Photography tips for the outdoors and hiking
During our Snugpak Ambassadors meet up, I shared some photography tips with the other ambassadors when it comes to the outdoors and using your mobile phone.
If done well, you shouldn’t be able to tell the difference between a phone shot or the camera.*
*To a degree, phones have limitations in zoom and low light situations but following a handful of tips can improve the quality and make it comparable to that of a camera.
Don't shoot in auto - Go manual and take back control.
Especially in bright light. You're phone/camera doesn't know what is best all the time. You can recover a lot of 'lost data' using post production which you can use free editing apps such as Adobe Lightroom for iPhone and Android.
It is easier to recover shadows, rather than highlights so under expose and recover later.
With Adobe Lightroom you can unlock the power of ‘RAW’ with your phone, this will give you a much larger file with more data to edit and recover shadows, highlights and push beyond the limitations of a standard phone jpg file. However, it is still no match to an actually camera. A phone’s zoom and shutter speed is the snagging point but I’m sure we will see major advancements to come.
Crop in, move closer, don't go wide angle.
As nice as it is to see the full landscape, it doesn't always do it justice. Look for something smaller in the foreground. For example, scrap metal to frame an element of the mountains or patterns in the sand, flowers. Something to put in the foreground or frame the subject and connect you with the landscape.
Orientation - Not everything has to be landscape.
Its easy to only stick to landscape but in many instances shooting portrait will get more in the foreground and help position you in the surrounding landscape.
For example; Astro photography, some of the best situations have been in portrait to frame the tent, mountains and get the most stars/milkyway in one shot.
And if it doesn't fit, shot a "panoramic" making a square frame in portrait so you get the best of both worlds. But don't go over board with the panoramic mode. You don't want a long letter box shape with a little bit of water in the bottom, sky at top and tiny trees/mountains in the centre. Less is more as they say.
A tripod is your best friend.
Tripods come in all sizes and weights. Like you, I am weight and pack size concious so use the smallest and lightest options possible. From a small pocket tripod which is perfect for timelapses or behind the scenes with the mobile phone to a larger travel tripod which can mount a camera or phone.
The tripod I showed you yesterday is called a Vesta Mini and the other I was meant to show (Left in the car... Sorry) Is the Veo 2Go.
Glowing tents at night.
Using a head torch can give you bright spots on the tent which looks odd so use your water bottle or bladder to defuse the light. Another great option is your mobile phone, leave it unlocked and turn the brightness up full and let your camera do the rest. You can expose for the stars and not have your tent looking like a lighthouse and spoiling the shot.

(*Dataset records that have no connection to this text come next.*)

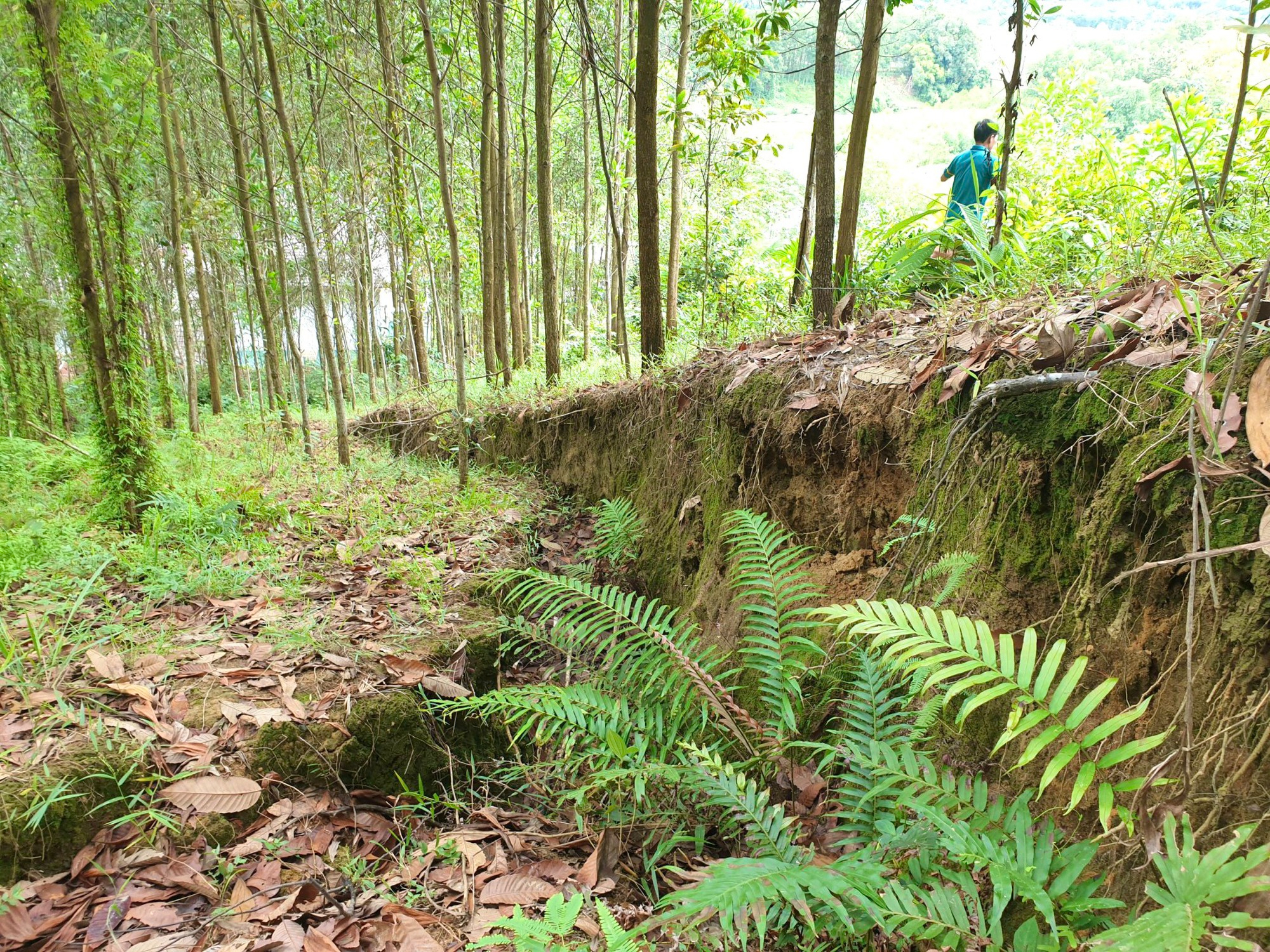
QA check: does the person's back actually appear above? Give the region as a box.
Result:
[940,119,997,218]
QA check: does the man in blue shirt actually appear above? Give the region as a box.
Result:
[940,119,997,218]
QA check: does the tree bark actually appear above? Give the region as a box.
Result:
[418,0,470,489]
[833,0,886,294]
[245,32,314,457]
[790,121,815,307]
[992,0,1025,246]
[635,0,665,369]
[207,0,292,434]
[146,0,198,433]
[250,0,352,466]
[533,0,560,386]
[665,0,692,338]
[171,103,225,416]
[494,0,526,381]
[1217,0,1260,208]
[812,0,838,325]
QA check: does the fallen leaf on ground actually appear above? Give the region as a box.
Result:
[159,774,262,814]
[480,873,560,906]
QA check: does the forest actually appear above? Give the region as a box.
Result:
[0,0,1270,952]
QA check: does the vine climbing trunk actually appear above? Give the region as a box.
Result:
[665,0,692,338]
[992,0,1026,246]
[812,0,838,326]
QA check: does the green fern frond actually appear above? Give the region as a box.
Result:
[1092,814,1270,952]
[687,745,806,863]
[904,551,979,608]
[660,854,884,948]
[822,649,912,843]
[583,499,644,565]
[502,569,772,754]
[724,509,824,737]
[823,599,1166,810]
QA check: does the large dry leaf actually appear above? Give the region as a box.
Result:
[1246,357,1270,463]
[419,674,471,698]
[273,919,305,952]
[84,647,126,680]
[480,873,560,906]
[159,776,262,814]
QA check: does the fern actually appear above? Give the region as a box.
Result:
[583,499,644,566]
[904,552,979,608]
[660,853,885,947]
[822,650,912,843]
[688,748,806,863]
[724,509,824,737]
[1092,815,1270,952]
[823,599,1166,811]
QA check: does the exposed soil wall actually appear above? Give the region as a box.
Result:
[361,354,1270,838]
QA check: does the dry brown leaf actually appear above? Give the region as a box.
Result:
[480,873,560,906]
[1124,340,1190,368]
[419,674,471,698]
[785,393,820,410]
[159,774,262,814]
[1246,357,1270,465]
[851,363,908,387]
[84,647,126,680]
[273,919,305,952]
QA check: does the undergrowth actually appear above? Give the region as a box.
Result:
[450,510,1270,952]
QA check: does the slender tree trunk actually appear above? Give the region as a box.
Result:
[246,30,314,457]
[493,0,526,371]
[578,72,594,360]
[833,0,886,297]
[250,0,352,466]
[665,0,692,338]
[812,0,838,325]
[992,0,1025,246]
[533,0,561,386]
[418,0,467,489]
[207,0,292,434]
[1217,0,1264,208]
[146,0,198,433]
[635,0,665,369]
[171,107,225,415]
[790,122,815,307]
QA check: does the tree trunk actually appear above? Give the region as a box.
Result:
[418,0,467,489]
[207,0,292,434]
[833,0,886,294]
[533,0,560,386]
[250,0,352,466]
[812,0,838,326]
[992,0,1025,246]
[635,0,665,369]
[578,65,593,360]
[790,122,815,307]
[1217,0,1264,208]
[146,0,198,433]
[27,0,156,529]
[493,0,525,371]
[665,0,692,338]
[171,106,225,416]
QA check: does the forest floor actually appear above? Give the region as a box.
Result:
[0,416,655,952]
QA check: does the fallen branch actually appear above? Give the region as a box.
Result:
[1106,539,1270,588]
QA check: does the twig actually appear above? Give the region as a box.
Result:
[1106,539,1270,588]
[1161,89,1231,268]
[27,423,93,459]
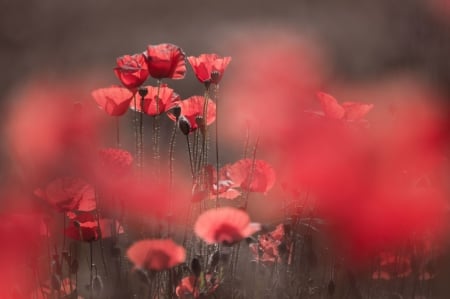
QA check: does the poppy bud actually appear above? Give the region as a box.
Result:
[210,250,220,269]
[92,275,103,297]
[172,106,181,121]
[191,258,202,277]
[138,87,148,97]
[111,246,122,258]
[70,259,78,274]
[195,115,206,135]
[51,274,61,291]
[327,279,336,297]
[211,71,220,84]
[178,115,191,135]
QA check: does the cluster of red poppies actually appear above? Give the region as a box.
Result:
[0,38,448,298]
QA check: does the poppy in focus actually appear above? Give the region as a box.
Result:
[145,44,186,79]
[130,84,180,116]
[114,54,149,89]
[127,239,186,271]
[188,54,231,84]
[92,86,133,116]
[194,207,261,244]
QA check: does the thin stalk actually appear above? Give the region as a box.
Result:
[153,80,162,178]
[244,135,259,210]
[214,85,219,208]
[115,116,120,148]
[186,135,195,178]
[89,241,94,299]
[95,190,107,277]
[138,97,144,174]
[167,123,177,237]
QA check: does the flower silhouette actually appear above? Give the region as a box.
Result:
[130,84,180,116]
[145,44,186,79]
[188,54,231,84]
[194,207,261,244]
[127,239,186,271]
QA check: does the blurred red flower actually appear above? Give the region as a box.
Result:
[175,275,200,299]
[114,54,149,89]
[194,207,261,244]
[188,54,231,84]
[92,86,133,116]
[249,224,292,264]
[34,177,96,212]
[167,96,216,132]
[372,252,412,280]
[205,164,241,199]
[0,213,43,299]
[64,213,124,242]
[127,239,186,271]
[222,159,275,193]
[130,84,180,116]
[317,92,373,121]
[98,148,133,178]
[144,44,186,79]
[175,273,219,299]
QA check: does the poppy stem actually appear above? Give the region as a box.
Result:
[95,190,109,277]
[167,123,178,237]
[115,116,120,148]
[186,135,195,178]
[244,134,259,210]
[62,213,67,251]
[138,96,144,174]
[242,123,250,159]
[89,241,94,299]
[153,79,162,178]
[214,84,219,208]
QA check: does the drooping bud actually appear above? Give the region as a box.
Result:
[191,258,202,277]
[171,106,181,121]
[211,71,220,84]
[195,115,206,135]
[138,87,148,98]
[178,115,191,136]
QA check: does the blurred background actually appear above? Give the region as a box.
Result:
[0,0,450,294]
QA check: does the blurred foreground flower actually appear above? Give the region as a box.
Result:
[194,207,261,245]
[127,239,186,271]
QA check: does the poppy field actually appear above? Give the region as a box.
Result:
[0,28,450,299]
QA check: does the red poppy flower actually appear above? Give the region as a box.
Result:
[99,148,133,177]
[130,84,180,116]
[317,92,373,121]
[249,224,292,264]
[145,44,186,79]
[34,177,96,212]
[372,252,412,280]
[175,275,199,299]
[114,54,148,89]
[92,86,133,116]
[205,164,241,199]
[127,239,186,271]
[65,213,123,242]
[175,273,219,299]
[194,207,261,244]
[188,54,231,84]
[167,96,216,132]
[223,159,275,193]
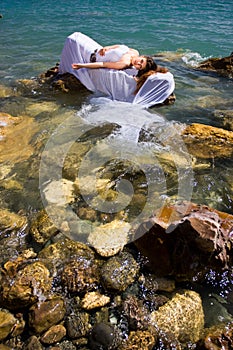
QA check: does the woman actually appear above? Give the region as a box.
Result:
[59,32,175,108]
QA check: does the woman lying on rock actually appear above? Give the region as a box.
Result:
[59,32,175,108]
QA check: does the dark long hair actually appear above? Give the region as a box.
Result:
[134,62,168,95]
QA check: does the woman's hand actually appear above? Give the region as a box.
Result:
[98,47,107,56]
[72,63,81,69]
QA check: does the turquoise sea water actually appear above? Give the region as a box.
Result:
[0,0,233,324]
[0,0,233,80]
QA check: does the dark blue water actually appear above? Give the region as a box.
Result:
[0,0,233,80]
[0,0,233,328]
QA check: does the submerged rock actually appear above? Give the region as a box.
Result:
[100,252,139,292]
[29,210,57,246]
[134,202,233,280]
[196,54,233,78]
[214,109,233,131]
[151,291,204,344]
[197,323,233,350]
[29,296,66,334]
[0,260,52,310]
[119,330,157,350]
[0,113,38,164]
[62,256,99,293]
[88,220,131,257]
[182,123,233,159]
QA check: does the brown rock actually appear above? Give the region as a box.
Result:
[135,202,233,280]
[1,260,52,310]
[151,291,204,344]
[197,323,233,350]
[0,310,17,341]
[0,113,37,164]
[182,123,233,159]
[119,331,156,350]
[24,335,43,350]
[30,210,57,244]
[66,312,91,339]
[100,252,139,291]
[40,324,66,344]
[29,297,66,334]
[62,257,99,292]
[81,292,110,310]
[196,54,233,78]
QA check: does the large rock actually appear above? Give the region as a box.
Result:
[196,53,233,78]
[135,202,233,280]
[0,112,38,163]
[182,123,233,159]
[0,260,52,310]
[151,291,204,344]
[29,296,66,334]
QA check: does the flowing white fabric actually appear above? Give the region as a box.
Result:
[59,32,175,108]
[96,45,129,62]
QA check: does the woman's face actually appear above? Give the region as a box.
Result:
[131,56,146,70]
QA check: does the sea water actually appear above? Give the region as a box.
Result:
[0,0,233,326]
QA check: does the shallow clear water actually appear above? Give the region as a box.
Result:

Keeping batteries safe and warm.
Its annoying when you go to a phone, camera or anything electronic and it has died from the cold or wet.
You may already know but don't leave your electronic items in exterior pockets. If a midlayer has pockets, put them in here. If not inside your rucksack - The Snugpak Impact fleece makes the perfect camera/electronics protection in cold weather, also makes a very good pillow!
If in extreme colds sub -10 degrees, use the hand warmers which last for 12 hours. They come in small packs, weigh nothing and cheap - Amazon UK pack of 20 for £8
Dealing with extreme light.
Sunrise and Sunset are often referred to as the best conditions and light. Its soft, colourful and just a great feeling to be up and watch a sunrise in the mountains regardless if its for a photo or not.
Your phone will struggle with the extremes in dark and light here but to salvage something in only this method, use the tripod and take multiple photos.
One for the dark areas, another for the light and finally a third for the standard (mid tones/no difference in control) and merge these three together to create a HDR.
The next best option and what I personally use is a camera, rather than smart phone and a series of graduated filters or bracketting.